Democratic presidential hopeful Joe Biden is knocking on the door of the White House, sitting just shy of the 270 electoral votes needed to win — but what happens if President Trump loses and refuses to concede?
When Inauguration Day rolls around on Jan. 20, if Trump has exhausted his legal challenges and physically refuses to leave the White House premises, Biden said in June that he was “absolutely convinced” the military would remove Trump “with great dispatch.”
But Gen. Mark Milley, the chairman of the Joint Chiefs of Staff, told NPR last month that he intends to keep the military out of any election disputes.
“This isn’t the first time that someone has suggested that there might be a contested election,” he told the outlet. “And if there is, it’ll be handled appropriately by the courts and by the U.S. Congress. There’s no role for the U.S. military in determining the outcome of a U.S. election. Zero. There is no role there.”
Given America’s history of a peaceful transition of power, such an event would steer the country into uncharted waters.
It also assumes that the electoral votes will be untangled.
With the final vote in dispute, states with Democratic governors but Republican legislatures could conceivably — including the key battleground states of Pennsylvania, North Carolina, Michigan and Wisconsin, the latter two of which have already been called for Biden — end up dispatching two distinct groups of electoral college voters, reported Marie Claire, citing a study by election scholar Edward B. Foley.

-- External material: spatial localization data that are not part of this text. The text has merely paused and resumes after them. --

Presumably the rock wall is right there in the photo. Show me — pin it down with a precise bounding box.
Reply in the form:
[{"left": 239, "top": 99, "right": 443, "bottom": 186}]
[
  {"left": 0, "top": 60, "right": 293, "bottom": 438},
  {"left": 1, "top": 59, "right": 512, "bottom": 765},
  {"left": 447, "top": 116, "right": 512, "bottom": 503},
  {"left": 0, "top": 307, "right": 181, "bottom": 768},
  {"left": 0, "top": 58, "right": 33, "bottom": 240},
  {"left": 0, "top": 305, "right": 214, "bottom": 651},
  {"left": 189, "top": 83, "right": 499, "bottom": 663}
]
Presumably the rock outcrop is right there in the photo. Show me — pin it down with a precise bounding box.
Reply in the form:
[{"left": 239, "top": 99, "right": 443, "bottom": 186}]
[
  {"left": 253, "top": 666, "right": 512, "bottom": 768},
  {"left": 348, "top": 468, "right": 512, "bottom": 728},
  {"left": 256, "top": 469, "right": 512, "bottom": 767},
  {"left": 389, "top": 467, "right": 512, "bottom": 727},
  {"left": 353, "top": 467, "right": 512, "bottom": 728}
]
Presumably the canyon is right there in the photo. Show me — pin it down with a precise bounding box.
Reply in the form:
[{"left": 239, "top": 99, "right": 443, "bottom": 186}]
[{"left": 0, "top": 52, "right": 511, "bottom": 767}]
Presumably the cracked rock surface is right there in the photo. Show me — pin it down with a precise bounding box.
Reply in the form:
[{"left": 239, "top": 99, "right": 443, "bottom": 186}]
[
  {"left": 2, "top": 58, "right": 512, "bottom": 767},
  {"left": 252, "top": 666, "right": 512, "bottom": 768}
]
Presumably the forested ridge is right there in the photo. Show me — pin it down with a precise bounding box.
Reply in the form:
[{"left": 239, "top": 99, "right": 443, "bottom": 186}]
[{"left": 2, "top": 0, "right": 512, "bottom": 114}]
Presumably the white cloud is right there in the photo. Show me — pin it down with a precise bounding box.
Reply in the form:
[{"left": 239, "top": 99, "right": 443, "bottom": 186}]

In that scenario, those states would have two competing sets of electoral votes, and, as president of the Senate, Republican Vice President Mike Pence would be tasked with unraveling the situation.
He could opt to throw out both sets of votes from those states, meaning neither candidate could reach the 270 electoral votes needed to clinch the presidency.
In that event, the members of Congress would vote for president and vice president.
The House of Representatives would vote for president, with each state’s delegation getting one shared vote, and a simple majority of 26 votes needed to elect.
In the Senate, each senator gets one vote, with a simple majority of 51 votes needed to elect.
Should either of those bodies fail to reach a majority, the plot further thickens.
If the Senate elects a vice president, but the House of Representatives fails to elect a president, the vice president-elect serves as president until the impasse is resolved.
If neither body can reach a conclusion by Inauguration Day, then the presidential line of succession kicks in, and the Speaker of the House of Representatives, currently Nancy Pelosi (D-Calif.), would serve as president until the knot is untied.